The resort lost some of its spark and vision when the property changed hands from a sole proprietor to corporate ownership, she said.

“I probably haven’t been there in 12 years,” Nutton said.

Rio was rumored to be for sale for years and was excluded from Caesars’ planned $600 million room reinvestment programs since at least 2014, the Review-Journal reported in May 2019. Marnell said at the time: “The Rio needs a little TLC, and it hasn’t gotten a dime’s worth.”

Caesars representatives didn’t respond to an emailed list of questions regarding the property, its operations and possible investments. Birnbaum said Dreamscape’s relationship with Caesars “couldn’t be better.”

Customers at a hotel or casino expect good service from a “courteous and thoughtful staff,” Marnell said last month. They also expect the money they spend will be reinvested into the things they like about the property or new things to experience.

“That wasn’t done at the Rio. That hasn’t been done over there,” Marnell said. “The new ownership has a chance to change that.”
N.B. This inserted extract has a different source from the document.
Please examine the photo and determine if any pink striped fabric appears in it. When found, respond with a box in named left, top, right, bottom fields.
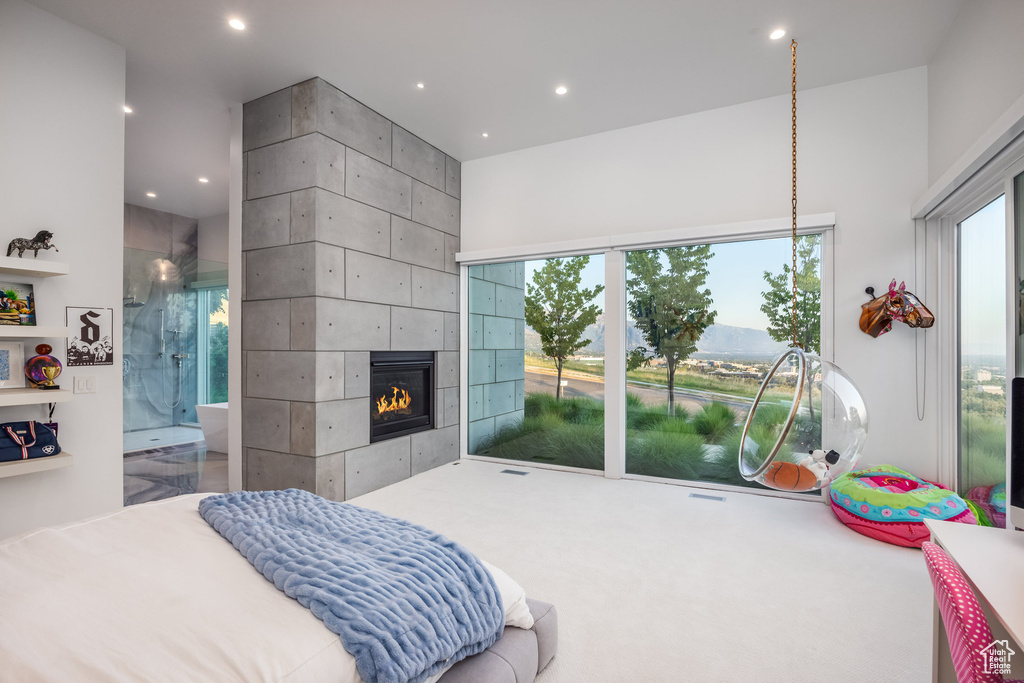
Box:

For Rio to be successful once again, Schwartz said, the property should embrace its location just off the Strip and consider strategies to develop the area around it.

“You build it up as something that people want to come to Vegas to see, as opposed to a place that people stay at while they’re in Vegas,” Schwartz said.

Nutton said she thinks Dreamscape is on the right track. She praised the company for its franchise deal with Hyatt and bringing in expertise via Marnell and Bill McBeath, president and CEO of The Cosmopolitan of Las Vegas, who is consulting for the project. McBeath couldn’t be reached for comment.

“When you talk about some of the people that they’re talking to as consultants, I think once you know where you’re going and your true vision, I think you’re in a great spot,” she said. “I don’t know that there’s a downside.”

‘Doing it the right way’

Rio is Dreamscape’s first major acquisition as a company. In Birnbaum’s ideal world, it will be the first of many.

Since purchasing Rio in 2019, the company has bought The Warwick hotel in Philadelphia last year and The Saint Hotel in New Orleans in April. Birnbaum also previously developed the Goodtime Hotel in Miami from the ground up, with Pharrell Williams and nightlife guru David Grutman. The Goodtime Hotel opened in March.

Dreamscape is focused on retail, hospitality, residential, gaming and entertainment, according to its website. Company executives view real estate as “a source of both value and diverse cultural engagement,” the website says. “By galvanizing bespoke and specialized experiences, we strive to nurture distinctive, lively and worldly communities.”

Birnbaum and Ellis have worked together at various New York City real estate development companies since 2003., when they were both working at office and retail space company Vornado Realty Trust. Ellis joined Birnbaum when the latter led his own hospitality and residential development company, ELB Holdings, from 2008 to 2014, according to biographies on Dreamscape’s website

Birnbaum then co-founded Imperial Companies with former Vornado President and CEO Michael Fascitelli in 2014. Ellis was vice president until 2019, when he joined Birnbaum at the latter’s newly founded Dreamscape.

The company is looking to acquire and develop other real estate projects throughout the country, said Birnbaum, noting they’re looking in Las Vegas, too.

“If you know of something, tell us,” Birnbaum said.

But in the meantime, Rio’s new owners want to be viewed as good stewards of the property and good citizens of Las Vegas, he said. They “want to do right by this place” and let the finished product speak for itself.

“I hope the local, true Las Vegas resident who knows the Rio and has history with the Rio will be proud because I think we’re doing it the right way,” Birnbaum said.